In addition to Weibo, there is also WeChat
Please pay attention
WeChat public account
Shulou
2025-04-10 Update From: SLTechnology News&Howtos shulou NAV: SLTechnology News&Howtos > Development >
Share
Shulou(Shulou.com)06/02 Report--
This article mainly explains "what is the use of NLP". The content of the explanation in the article is simple and clear, and it is easy to learn and understand. Please follow the editor's train of thought to study and learn "what is the use of NLP"?
Processing data
The data or text corpus used in the experiment (usually referred to as the corpus in NLP) is a movie script. However, before using this data, you need to do some filtering. Because the text of psychological description, action description or scene description, as well as the character name in front of each line (only indicates the speaker, not as a corpus of text analysis) are not the objects of this study. So, things like "Thanoscrushes the Tesseract, revealing the blue Space Stone..." The exterminator crushed the Rubik's cube and got the blue space jewel. Sentences like that have been deleted.
In addition, terms such as "I", "you" and "an" that are marked as stop words (commonly used words, mostly articles, prepositions, adverbs or conjunctions) will not be processed as part of the spaCy data processing step. At the same time, only the standard form of the word, that is, the root, was used in the experiment. For example, the verbs "talk", "talked" and "talking" are different forms of the same word "talk", so the root of these words is "talk".

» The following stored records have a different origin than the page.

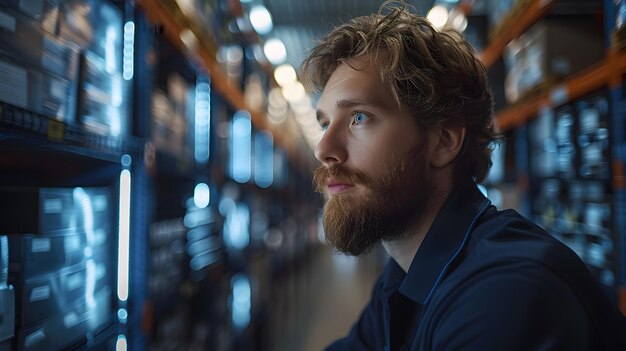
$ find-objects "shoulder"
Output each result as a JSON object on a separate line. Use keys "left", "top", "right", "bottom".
{"left": 423, "top": 208, "right": 626, "bottom": 349}
{"left": 465, "top": 207, "right": 584, "bottom": 273}
{"left": 427, "top": 207, "right": 590, "bottom": 317}
{"left": 454, "top": 207, "right": 598, "bottom": 303}
{"left": 425, "top": 258, "right": 602, "bottom": 350}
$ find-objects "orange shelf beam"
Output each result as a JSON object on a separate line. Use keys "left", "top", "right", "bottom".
{"left": 456, "top": 0, "right": 475, "bottom": 16}
{"left": 495, "top": 49, "right": 626, "bottom": 130}
{"left": 479, "top": 0, "right": 556, "bottom": 68}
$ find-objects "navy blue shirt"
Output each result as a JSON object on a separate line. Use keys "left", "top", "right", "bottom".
{"left": 326, "top": 180, "right": 626, "bottom": 351}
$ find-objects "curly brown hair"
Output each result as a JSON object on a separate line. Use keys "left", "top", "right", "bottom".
{"left": 301, "top": 1, "right": 501, "bottom": 183}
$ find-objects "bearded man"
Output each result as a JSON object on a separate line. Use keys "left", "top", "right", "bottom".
{"left": 303, "top": 2, "right": 626, "bottom": 350}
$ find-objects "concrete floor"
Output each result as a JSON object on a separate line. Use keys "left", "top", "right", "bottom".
{"left": 273, "top": 246, "right": 386, "bottom": 351}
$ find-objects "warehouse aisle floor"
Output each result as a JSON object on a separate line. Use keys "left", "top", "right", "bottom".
{"left": 273, "top": 246, "right": 386, "bottom": 351}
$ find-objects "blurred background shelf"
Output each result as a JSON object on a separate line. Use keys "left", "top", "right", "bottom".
{"left": 496, "top": 49, "right": 626, "bottom": 130}
{"left": 479, "top": 0, "right": 557, "bottom": 68}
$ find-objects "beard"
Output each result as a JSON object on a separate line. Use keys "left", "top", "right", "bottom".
{"left": 313, "top": 154, "right": 432, "bottom": 256}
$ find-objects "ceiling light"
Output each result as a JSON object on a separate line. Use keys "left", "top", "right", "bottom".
{"left": 249, "top": 5, "right": 273, "bottom": 35}
{"left": 274, "top": 64, "right": 297, "bottom": 87}
{"left": 180, "top": 28, "right": 198, "bottom": 51}
{"left": 175, "top": 0, "right": 195, "bottom": 17}
{"left": 263, "top": 38, "right": 287, "bottom": 65}
{"left": 427, "top": 5, "right": 449, "bottom": 30}
{"left": 449, "top": 8, "right": 468, "bottom": 32}
{"left": 281, "top": 82, "right": 305, "bottom": 103}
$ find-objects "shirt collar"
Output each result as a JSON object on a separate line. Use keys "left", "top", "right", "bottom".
{"left": 398, "top": 179, "right": 491, "bottom": 304}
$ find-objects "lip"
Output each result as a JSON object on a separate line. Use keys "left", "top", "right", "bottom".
{"left": 327, "top": 178, "right": 355, "bottom": 195}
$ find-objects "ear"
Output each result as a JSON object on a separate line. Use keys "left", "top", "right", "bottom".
{"left": 427, "top": 123, "right": 466, "bottom": 168}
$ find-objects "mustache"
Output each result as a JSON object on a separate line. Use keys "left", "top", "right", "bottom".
{"left": 313, "top": 165, "right": 368, "bottom": 194}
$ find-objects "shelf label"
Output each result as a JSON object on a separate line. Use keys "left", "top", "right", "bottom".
{"left": 47, "top": 119, "right": 64, "bottom": 141}
{"left": 31, "top": 238, "right": 51, "bottom": 253}
{"left": 30, "top": 285, "right": 50, "bottom": 302}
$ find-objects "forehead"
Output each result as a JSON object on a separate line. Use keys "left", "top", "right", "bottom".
{"left": 317, "top": 57, "right": 397, "bottom": 110}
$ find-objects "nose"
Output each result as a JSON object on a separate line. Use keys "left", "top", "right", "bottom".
{"left": 314, "top": 124, "right": 347, "bottom": 166}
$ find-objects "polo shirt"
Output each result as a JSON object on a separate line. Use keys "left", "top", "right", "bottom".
{"left": 326, "top": 180, "right": 626, "bottom": 350}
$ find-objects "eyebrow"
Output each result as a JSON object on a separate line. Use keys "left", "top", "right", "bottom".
{"left": 316, "top": 98, "right": 386, "bottom": 122}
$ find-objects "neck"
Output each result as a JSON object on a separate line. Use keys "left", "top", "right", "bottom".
{"left": 383, "top": 175, "right": 453, "bottom": 272}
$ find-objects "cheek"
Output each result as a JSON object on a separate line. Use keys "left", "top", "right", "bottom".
{"left": 347, "top": 133, "right": 391, "bottom": 166}
{"left": 346, "top": 124, "right": 422, "bottom": 177}
{"left": 348, "top": 148, "right": 387, "bottom": 181}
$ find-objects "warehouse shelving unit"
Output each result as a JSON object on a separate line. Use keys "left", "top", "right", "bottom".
{"left": 479, "top": 0, "right": 626, "bottom": 314}
{"left": 494, "top": 50, "right": 626, "bottom": 130}
{"left": 113, "top": 1, "right": 323, "bottom": 350}
{"left": 479, "top": 0, "right": 557, "bottom": 68}
{"left": 137, "top": 0, "right": 314, "bottom": 170}
{"left": 0, "top": 0, "right": 144, "bottom": 349}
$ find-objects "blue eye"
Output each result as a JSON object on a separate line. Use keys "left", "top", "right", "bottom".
{"left": 352, "top": 112, "right": 369, "bottom": 125}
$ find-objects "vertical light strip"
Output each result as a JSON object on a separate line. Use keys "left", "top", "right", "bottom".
{"left": 1, "top": 236, "right": 8, "bottom": 284}
{"left": 254, "top": 131, "right": 273, "bottom": 188}
{"left": 193, "top": 183, "right": 210, "bottom": 208}
{"left": 231, "top": 110, "right": 252, "bottom": 183}
{"left": 123, "top": 21, "right": 135, "bottom": 81}
{"left": 231, "top": 273, "right": 251, "bottom": 329}
{"left": 194, "top": 76, "right": 211, "bottom": 163}
{"left": 116, "top": 334, "right": 128, "bottom": 351}
{"left": 117, "top": 168, "right": 131, "bottom": 302}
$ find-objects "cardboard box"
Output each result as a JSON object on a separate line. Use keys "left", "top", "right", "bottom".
{"left": 58, "top": 0, "right": 122, "bottom": 58}
{"left": 0, "top": 286, "right": 15, "bottom": 342}
{"left": 27, "top": 69, "right": 72, "bottom": 121}
{"left": 74, "top": 187, "right": 112, "bottom": 244}
{"left": 151, "top": 89, "right": 189, "bottom": 157}
{"left": 0, "top": 7, "right": 76, "bottom": 79}
{"left": 7, "top": 231, "right": 86, "bottom": 276}
{"left": 76, "top": 51, "right": 127, "bottom": 136}
{"left": 576, "top": 95, "right": 610, "bottom": 179}
{"left": 18, "top": 286, "right": 111, "bottom": 351}
{"left": 18, "top": 0, "right": 60, "bottom": 30}
{"left": 2, "top": 0, "right": 60, "bottom": 31}
{"left": 9, "top": 259, "right": 111, "bottom": 328}
{"left": 504, "top": 18, "right": 604, "bottom": 103}
{"left": 16, "top": 262, "right": 87, "bottom": 326}
{"left": 0, "top": 59, "right": 27, "bottom": 109}
{"left": 0, "top": 188, "right": 78, "bottom": 234}
{"left": 0, "top": 187, "right": 111, "bottom": 235}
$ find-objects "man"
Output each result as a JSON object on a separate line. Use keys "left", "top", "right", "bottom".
{"left": 302, "top": 2, "right": 626, "bottom": 350}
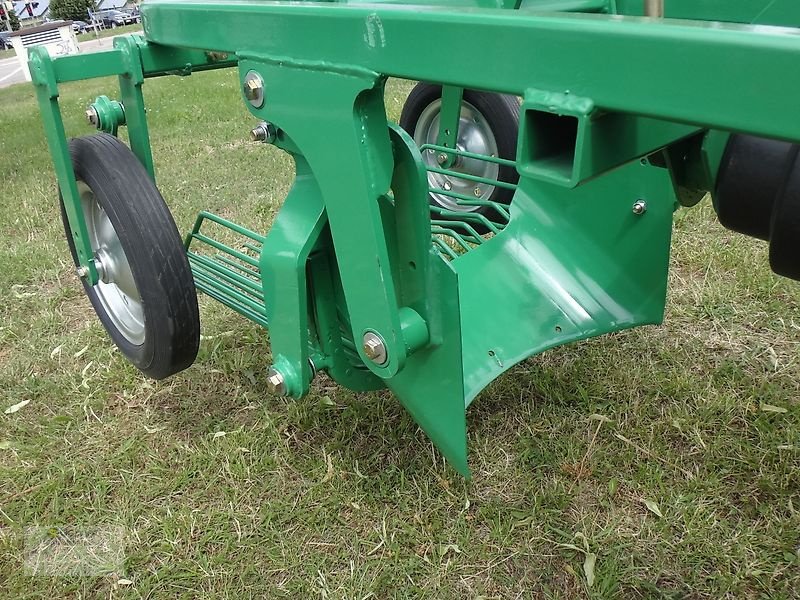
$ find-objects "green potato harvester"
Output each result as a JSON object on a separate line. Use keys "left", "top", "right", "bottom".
{"left": 30, "top": 0, "right": 800, "bottom": 477}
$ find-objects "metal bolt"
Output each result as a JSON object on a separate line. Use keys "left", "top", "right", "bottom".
{"left": 266, "top": 366, "right": 287, "bottom": 396}
{"left": 443, "top": 181, "right": 452, "bottom": 191}
{"left": 632, "top": 199, "right": 647, "bottom": 215}
{"left": 473, "top": 187, "right": 482, "bottom": 196}
{"left": 644, "top": 0, "right": 664, "bottom": 18}
{"left": 86, "top": 106, "right": 99, "bottom": 128}
{"left": 243, "top": 71, "right": 264, "bottom": 108}
{"left": 76, "top": 265, "right": 90, "bottom": 278}
{"left": 362, "top": 332, "right": 387, "bottom": 366}
{"left": 437, "top": 153, "right": 448, "bottom": 165}
{"left": 250, "top": 121, "right": 277, "bottom": 144}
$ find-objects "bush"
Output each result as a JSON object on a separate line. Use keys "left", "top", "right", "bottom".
{"left": 50, "top": 0, "right": 97, "bottom": 22}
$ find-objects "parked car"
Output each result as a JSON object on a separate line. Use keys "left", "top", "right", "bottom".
{"left": 96, "top": 9, "right": 137, "bottom": 28}
{"left": 41, "top": 19, "right": 89, "bottom": 34}
{"left": 0, "top": 31, "right": 12, "bottom": 50}
{"left": 120, "top": 7, "right": 141, "bottom": 23}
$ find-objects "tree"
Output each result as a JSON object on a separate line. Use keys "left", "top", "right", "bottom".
{"left": 0, "top": 8, "right": 21, "bottom": 31}
{"left": 50, "top": 0, "right": 96, "bottom": 22}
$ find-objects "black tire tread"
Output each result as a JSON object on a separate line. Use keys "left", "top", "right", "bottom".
{"left": 61, "top": 133, "right": 199, "bottom": 379}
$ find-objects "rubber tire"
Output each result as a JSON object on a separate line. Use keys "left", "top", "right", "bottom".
{"left": 60, "top": 133, "right": 200, "bottom": 380}
{"left": 714, "top": 135, "right": 796, "bottom": 241}
{"left": 769, "top": 146, "right": 800, "bottom": 280}
{"left": 399, "top": 83, "right": 520, "bottom": 222}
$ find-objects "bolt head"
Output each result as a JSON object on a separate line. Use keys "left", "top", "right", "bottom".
{"left": 76, "top": 265, "right": 89, "bottom": 279}
{"left": 473, "top": 187, "right": 482, "bottom": 197}
{"left": 266, "top": 367, "right": 287, "bottom": 396}
{"left": 243, "top": 71, "right": 265, "bottom": 107}
{"left": 632, "top": 200, "right": 647, "bottom": 215}
{"left": 437, "top": 153, "right": 448, "bottom": 165}
{"left": 362, "top": 332, "right": 387, "bottom": 366}
{"left": 443, "top": 181, "right": 452, "bottom": 191}
{"left": 244, "top": 78, "right": 261, "bottom": 99}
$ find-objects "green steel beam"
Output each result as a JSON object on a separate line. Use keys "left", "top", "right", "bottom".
{"left": 51, "top": 50, "right": 126, "bottom": 82}
{"left": 142, "top": 1, "right": 800, "bottom": 143}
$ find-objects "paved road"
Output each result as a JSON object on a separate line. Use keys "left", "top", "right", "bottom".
{"left": 0, "top": 33, "right": 141, "bottom": 89}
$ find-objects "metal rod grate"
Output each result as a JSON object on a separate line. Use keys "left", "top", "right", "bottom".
{"left": 420, "top": 143, "right": 515, "bottom": 260}
{"left": 185, "top": 211, "right": 269, "bottom": 327}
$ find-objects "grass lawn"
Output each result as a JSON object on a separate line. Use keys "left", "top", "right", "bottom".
{"left": 0, "top": 67, "right": 798, "bottom": 599}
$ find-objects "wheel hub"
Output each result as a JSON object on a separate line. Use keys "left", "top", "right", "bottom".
{"left": 78, "top": 181, "right": 146, "bottom": 345}
{"left": 413, "top": 99, "right": 500, "bottom": 213}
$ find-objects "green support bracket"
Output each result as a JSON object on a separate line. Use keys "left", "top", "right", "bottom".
{"left": 238, "top": 56, "right": 424, "bottom": 379}
{"left": 260, "top": 155, "right": 329, "bottom": 398}
{"left": 436, "top": 85, "right": 463, "bottom": 169}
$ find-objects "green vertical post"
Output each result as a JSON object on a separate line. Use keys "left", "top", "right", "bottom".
{"left": 115, "top": 36, "right": 156, "bottom": 180}
{"left": 437, "top": 85, "right": 463, "bottom": 168}
{"left": 27, "top": 48, "right": 99, "bottom": 285}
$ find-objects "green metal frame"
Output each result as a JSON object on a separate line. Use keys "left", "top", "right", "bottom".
{"left": 29, "top": 0, "right": 800, "bottom": 477}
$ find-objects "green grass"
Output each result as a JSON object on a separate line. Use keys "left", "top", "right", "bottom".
{"left": 0, "top": 70, "right": 799, "bottom": 599}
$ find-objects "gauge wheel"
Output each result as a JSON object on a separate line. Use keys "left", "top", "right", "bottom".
{"left": 399, "top": 83, "right": 520, "bottom": 226}
{"left": 60, "top": 133, "right": 200, "bottom": 380}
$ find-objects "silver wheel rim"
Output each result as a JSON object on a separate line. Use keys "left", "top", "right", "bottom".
{"left": 79, "top": 181, "right": 145, "bottom": 345}
{"left": 413, "top": 99, "right": 500, "bottom": 213}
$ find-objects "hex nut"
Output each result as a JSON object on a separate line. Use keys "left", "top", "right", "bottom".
{"left": 266, "top": 367, "right": 287, "bottom": 396}
{"left": 250, "top": 122, "right": 277, "bottom": 144}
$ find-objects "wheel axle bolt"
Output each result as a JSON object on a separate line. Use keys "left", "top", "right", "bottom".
{"left": 362, "top": 332, "right": 388, "bottom": 366}
{"left": 266, "top": 366, "right": 287, "bottom": 396}
{"left": 437, "top": 153, "right": 448, "bottom": 165}
{"left": 632, "top": 199, "right": 647, "bottom": 215}
{"left": 85, "top": 106, "right": 99, "bottom": 129}
{"left": 250, "top": 121, "right": 277, "bottom": 144}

To process a piece of text in spaCy, you first need to load the language model, and then call the model on the text corpus for text processing. The result is an Doc file that covers all processed text.
Importspacy # load a medium-sized language model nlp = spacy.load ("en_core_web_md") with open ('cleaned-script.txt', 'r') asfile: text = file.read () doc = nlp (text)
Create a Doc file in spaCy
Then a corpus which is processed and accounts for a high proportion of effective information can be obtained. Then we can start the experiment!
The top ten verbs, nouns, adverbs and adjectives most frequently used in the whole movie
Is it possible to infer the overall direction and plot of the film simply by understanding the verbs that appear most frequently? The chart below proves this point.
"I know". , "you think" (do you think.) Is the most common phrase.
"know", "go", "come", "get", "think", "tell", "kill", "need", "stop", and "want" (want). What can be inferred from this? Since the film is released in 2018, I believe most audiences already know what kind of story it tells: from these verbs, it is inferred that "Avengers 3" is about understanding, thinking and investigating how to stop something or someone.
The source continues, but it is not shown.